His actual record, as opposed to the words in which he has cloaked himself so eloquently, is rather more prosaic and conventional.  Shelby Steele in the WSJ today notes:

His actual policy positions are little more than Democratic Party boilerplate and hardly a tick different from Hillary's positions. He espouses no galvanizing political idea. He is unable to say what he means by "change" or "hope" or "the future." And he has failed to say how he would actually be a "unifier." By the evidence of his slight political record (130 "present" votes in the Illinois state legislature, little achievement in the U.S. Senate) Barack Obama stacks up as something of a mediocrity. None of this matters much.

Shelby Steele expands on the racial dimensions of the "Barack Obama story" and his involvement with Reverend Wright:

How does one "transcend" race in this church? The fact is that Barack Obama has fellow-traveled with a hate-filled, anti-American black nationalism all his adult life, failing to stand and challenge an ideology that would have no place for his own mother. And what portent of presidential judgment is it to have exposed his two daughters for their entire lives to what is, at the very least, a subtext of anti-white vitriol?

What could he have been thinking? Of course he wasn't thinking. He was driven by insecurity, by a need to "be black" despite his biracial background. And so fellow-traveling with a little race hatred seemed a small price to pay for a more secure racial identity. And anyway, wasn't this hatred more rhetorical than real? [Emphasis mine-SW]

But now the floodlight of a presidential campaign has trained on this usually hidden corner of contemporary black life: a mindless indulgence in a rhetorical anti-Americanism as a way of bonding and of asserting one's blackness. Yet Jeremiah Wright, splashed across America's television screens, has shown us that there is no real difference between rhetorical hatred and real hatred.
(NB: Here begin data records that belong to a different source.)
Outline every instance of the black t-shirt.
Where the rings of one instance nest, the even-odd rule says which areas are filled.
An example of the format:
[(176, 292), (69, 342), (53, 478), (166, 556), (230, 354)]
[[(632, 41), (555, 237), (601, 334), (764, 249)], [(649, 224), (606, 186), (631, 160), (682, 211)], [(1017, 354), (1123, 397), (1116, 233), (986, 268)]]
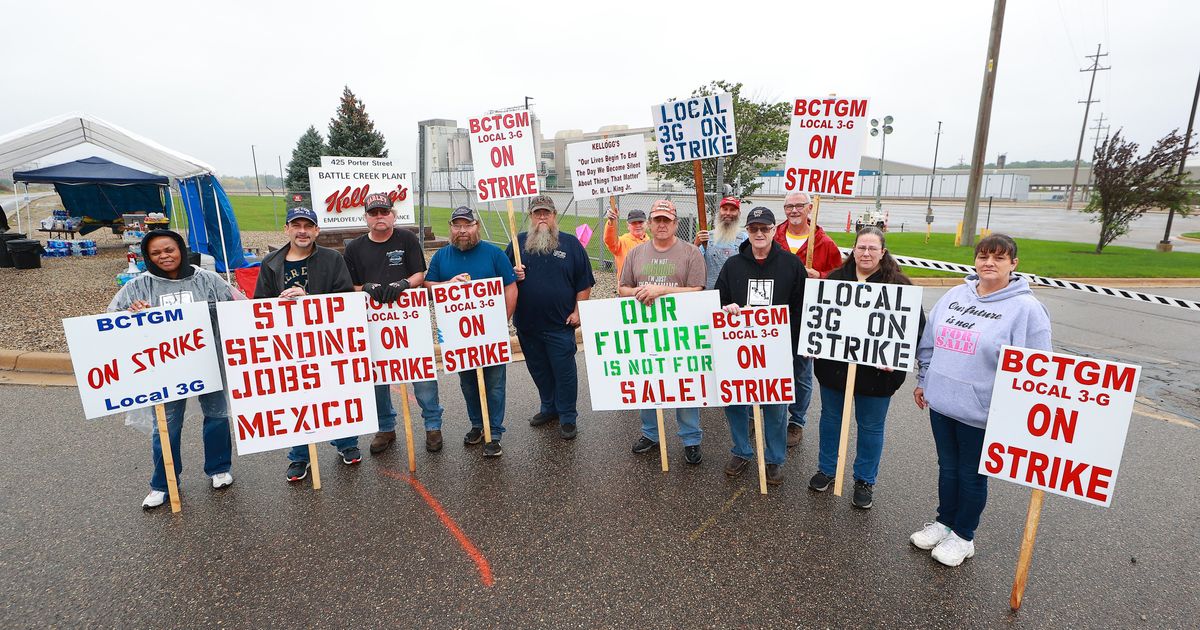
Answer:
[(308, 288), (307, 258), (304, 260), (283, 259), (283, 288), (290, 289), (292, 287)]
[(346, 245), (346, 266), (356, 285), (391, 284), (425, 271), (425, 252), (417, 235), (397, 229), (391, 238), (376, 243), (364, 234)]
No matter his ultimate political fate, there is already enough pathos in Barack Obama to make him a cautionary tale. His public persona thrives on a manipulation of whites (bargaining), and his private sense of racial identity demands both self-betrayal and duplicity. His is the story of a man who flew so high, yet neglected to become himself.

The point I emphasized is germane and can only add to the potential tragedy of Obama.  It is quite likely that Barack Obama, like most politicians, is not particularly self-reflective.  Politicians learn from an early age to do what they must to enhance their appeal to their constituencies, and deeply held convictions are treated as conditional encumbrances.  To this moment we do not know whether Barack Obama agrees with his Pastor and spiritual adviser on all, some, many, a few of his positions.  I doubt Obama agrees that the white government invented AIDS to kill blacks, but does he still agree that becoming middle class is a betrayal of his race?

If Obama repudiates Wright he will show himself to have been a fraud, an empty suit, the Wizard of Oz with nothing of substance behind the curtain.

Yet if he attempts to weave a verbal suit of shimmering cloth out of the air hoping to confuse our perceptions, he may fool many of his audience but the vast majority of Americans are simply too childishly naive to be able to convince ourselves he is clothed in magnificent cloth. 

Perhaps he is an even greater orator, weaver, than he has already shown himself to be; it is hard to imagine he can weave his way out of this.

Barack Obama: The Emperor's New Clothes or The Wizard of Oz.  Would we want either to be our next President?